Your code works fine for me. What exactly is the problem you're having?

On an unrelated note, putting your perf_buffer_poll call at the end of your program will cause it to drop events if you run it for long enough. You want to poll the perf buffer in your while loop so you can consume events.

[kloud1989]

Your code works fine for me. What exactly is the problem you're having?

The problem is that, as in the sample result, the last two events in the table are IPV6 events. However, the saddr, daddr and the follow-up fields can't be resolved properly. Since the code works fine for you, I have to believe the problem is related to kernel versions or OS versions. What's the platform you are running on?

On an unrelated note, putting your perf_buffer_pollcall at the end of your program will cause it to drop events if you run it for long enough. You want to poll the perf buffer in your while loop so you can consume events.

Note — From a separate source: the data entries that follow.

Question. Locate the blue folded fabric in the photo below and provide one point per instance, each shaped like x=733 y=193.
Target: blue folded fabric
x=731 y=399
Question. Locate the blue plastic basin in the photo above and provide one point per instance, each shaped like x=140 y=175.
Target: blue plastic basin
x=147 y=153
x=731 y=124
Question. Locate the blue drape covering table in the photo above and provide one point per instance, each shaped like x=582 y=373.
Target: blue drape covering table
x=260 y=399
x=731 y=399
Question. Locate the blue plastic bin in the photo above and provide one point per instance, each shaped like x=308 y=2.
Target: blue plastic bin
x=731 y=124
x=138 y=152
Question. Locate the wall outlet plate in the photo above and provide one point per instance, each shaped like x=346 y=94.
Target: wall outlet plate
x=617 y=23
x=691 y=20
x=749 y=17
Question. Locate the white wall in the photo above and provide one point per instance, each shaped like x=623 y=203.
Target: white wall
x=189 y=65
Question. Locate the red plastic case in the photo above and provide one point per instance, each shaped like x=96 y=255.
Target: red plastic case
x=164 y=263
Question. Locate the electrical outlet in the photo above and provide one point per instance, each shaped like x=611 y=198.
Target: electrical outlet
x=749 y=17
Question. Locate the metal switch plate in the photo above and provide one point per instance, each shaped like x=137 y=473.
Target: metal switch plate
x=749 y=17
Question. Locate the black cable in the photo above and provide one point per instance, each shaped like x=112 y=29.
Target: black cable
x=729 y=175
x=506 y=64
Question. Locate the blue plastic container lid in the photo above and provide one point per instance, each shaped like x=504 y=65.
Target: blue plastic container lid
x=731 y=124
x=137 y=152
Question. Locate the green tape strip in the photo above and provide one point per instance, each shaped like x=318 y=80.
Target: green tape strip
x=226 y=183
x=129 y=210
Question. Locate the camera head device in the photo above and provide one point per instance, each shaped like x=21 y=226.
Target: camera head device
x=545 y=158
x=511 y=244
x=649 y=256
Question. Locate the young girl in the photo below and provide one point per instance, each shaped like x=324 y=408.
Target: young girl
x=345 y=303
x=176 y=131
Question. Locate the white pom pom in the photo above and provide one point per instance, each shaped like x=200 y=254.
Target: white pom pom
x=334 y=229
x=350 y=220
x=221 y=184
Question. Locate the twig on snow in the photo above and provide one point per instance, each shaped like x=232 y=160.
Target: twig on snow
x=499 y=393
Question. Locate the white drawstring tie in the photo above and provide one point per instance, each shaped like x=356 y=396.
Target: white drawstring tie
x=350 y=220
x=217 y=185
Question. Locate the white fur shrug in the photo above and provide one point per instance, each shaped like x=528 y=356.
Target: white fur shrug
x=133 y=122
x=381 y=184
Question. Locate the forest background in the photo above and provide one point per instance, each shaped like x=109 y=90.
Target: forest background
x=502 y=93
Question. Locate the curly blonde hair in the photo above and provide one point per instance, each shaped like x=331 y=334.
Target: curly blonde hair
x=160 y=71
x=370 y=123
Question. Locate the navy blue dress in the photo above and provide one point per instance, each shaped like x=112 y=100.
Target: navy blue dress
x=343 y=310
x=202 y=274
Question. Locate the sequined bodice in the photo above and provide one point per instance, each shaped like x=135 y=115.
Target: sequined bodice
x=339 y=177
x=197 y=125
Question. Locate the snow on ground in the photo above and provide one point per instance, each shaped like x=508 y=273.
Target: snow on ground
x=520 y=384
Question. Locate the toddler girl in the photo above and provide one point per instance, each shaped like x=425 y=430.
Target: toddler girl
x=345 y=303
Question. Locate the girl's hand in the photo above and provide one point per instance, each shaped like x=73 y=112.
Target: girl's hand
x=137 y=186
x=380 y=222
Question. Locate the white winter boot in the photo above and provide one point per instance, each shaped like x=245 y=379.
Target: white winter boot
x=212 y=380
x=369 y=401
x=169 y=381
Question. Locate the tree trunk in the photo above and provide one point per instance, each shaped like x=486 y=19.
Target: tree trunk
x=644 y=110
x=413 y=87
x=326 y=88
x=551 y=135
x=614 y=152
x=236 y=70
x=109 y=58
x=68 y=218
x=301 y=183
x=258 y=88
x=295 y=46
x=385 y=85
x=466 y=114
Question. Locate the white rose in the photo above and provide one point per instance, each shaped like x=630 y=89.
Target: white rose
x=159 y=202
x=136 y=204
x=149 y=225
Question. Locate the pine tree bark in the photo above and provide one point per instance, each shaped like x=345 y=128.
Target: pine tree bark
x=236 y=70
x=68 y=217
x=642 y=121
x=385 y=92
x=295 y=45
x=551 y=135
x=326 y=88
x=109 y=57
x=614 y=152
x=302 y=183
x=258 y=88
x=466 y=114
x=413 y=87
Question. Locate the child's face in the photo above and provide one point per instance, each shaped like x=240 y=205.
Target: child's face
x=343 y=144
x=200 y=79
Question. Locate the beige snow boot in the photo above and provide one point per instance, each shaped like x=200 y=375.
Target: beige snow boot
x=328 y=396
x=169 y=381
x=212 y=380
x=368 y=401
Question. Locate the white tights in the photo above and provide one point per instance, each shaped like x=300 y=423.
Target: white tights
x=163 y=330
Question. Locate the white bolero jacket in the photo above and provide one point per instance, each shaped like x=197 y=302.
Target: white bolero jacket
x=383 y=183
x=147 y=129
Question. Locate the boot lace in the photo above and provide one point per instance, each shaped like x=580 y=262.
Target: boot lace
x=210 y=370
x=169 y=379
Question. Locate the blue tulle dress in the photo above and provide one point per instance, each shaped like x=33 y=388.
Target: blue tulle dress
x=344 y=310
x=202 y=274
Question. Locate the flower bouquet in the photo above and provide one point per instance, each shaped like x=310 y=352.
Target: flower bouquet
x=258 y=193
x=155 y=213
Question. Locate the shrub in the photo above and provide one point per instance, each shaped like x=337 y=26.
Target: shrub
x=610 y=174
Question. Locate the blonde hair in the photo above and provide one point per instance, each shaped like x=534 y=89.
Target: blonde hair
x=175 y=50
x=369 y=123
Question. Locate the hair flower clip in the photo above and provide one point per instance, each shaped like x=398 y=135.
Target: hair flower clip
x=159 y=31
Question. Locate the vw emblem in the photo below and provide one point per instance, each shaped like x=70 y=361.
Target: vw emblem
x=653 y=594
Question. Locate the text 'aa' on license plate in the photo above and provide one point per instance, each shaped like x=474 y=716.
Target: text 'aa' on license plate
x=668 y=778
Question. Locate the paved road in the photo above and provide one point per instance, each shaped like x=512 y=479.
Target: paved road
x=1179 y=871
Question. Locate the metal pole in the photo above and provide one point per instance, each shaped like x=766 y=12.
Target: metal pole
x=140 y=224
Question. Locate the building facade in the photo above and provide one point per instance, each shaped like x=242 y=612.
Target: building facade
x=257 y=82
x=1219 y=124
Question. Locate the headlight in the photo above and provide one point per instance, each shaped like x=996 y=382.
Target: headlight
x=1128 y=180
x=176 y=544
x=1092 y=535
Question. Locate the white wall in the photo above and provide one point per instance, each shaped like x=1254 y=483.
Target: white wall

Ahh, you're right! I've tried this before, with a very old kernel, and it didn't work well when I stopped the tool by Ctrl+C. Now as I tried with kernel v5.4, it works fine!

[willfindlay]

I'm on Arch Linux 5.7.2, latest bcc from master. FWIW have you had a look at https://github.com/iovisor/bcc/blob/master/tools/tcptracer.py which seems to be quite similar to what you are trying to do here?

[kloud1989]

I referenced to this _tcptracer.py when writing my tool. Modifications are required to trace every send/recv events. I can't tell what I'm doing wrong.